Secondo un articolo pubblicato oggi (13) dal quotidiano “La Stampa”, la Procura di Milano ha già aperto un'inchiesta per verificare se l'operazione da 740 milioni di euro – che prevedeva altri 200 milioni di euro per pagare i debiti del club – possa sono stati truffati per coprire il riciclaggio di denaro. Li Yonghong è il proprietario della holding rossonera Sport Investment Lux, che attualmente possiede il 99,93% del Milan.
Il gruppo ha acquistato la quota della Fininvest nel club, la holding posseduta dall'ex presidente del Consiglio Silvio Berlusconi e che ha controllato la squadra per oltre 30 anni, periodo in cui ha vissuto il suo periodo di maggior successo.
Secondo l'articolo de “La Stampa”, il valore della vendita sarebbe stato “gonfiato” di 300 milioni di euro affinché una parte milionaria della somma potesse “tornare in Italia”, in un'operazione di riciclaggio.
L'indagine sarebbe condotta dal pm Fabio De Pasquale, che ha già indagato in passato su Berlusconi per reati di frode fiscale sui diritti televisivi.
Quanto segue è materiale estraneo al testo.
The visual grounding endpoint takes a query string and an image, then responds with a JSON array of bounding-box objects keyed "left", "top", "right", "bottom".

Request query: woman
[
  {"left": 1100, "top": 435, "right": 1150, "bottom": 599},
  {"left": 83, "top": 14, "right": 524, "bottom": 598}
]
Il procuratore generale di Milano, Francesco Greco, ha però affermato che non c'è alcuna indagine di Stato aperta contro Milano, smentendo la notizia de “La Stampa”.
In un comunicato, il giornale assicura che ci sono prove, ottenute da due fonti, sull'apertura dell'inchiesta.
La vicenda potrebbe danneggiare Berlusconi, leader del partito Força Italia, nelle elezioni previste per il 4 marzo, quando nel Paese si formerà un nuovo governo.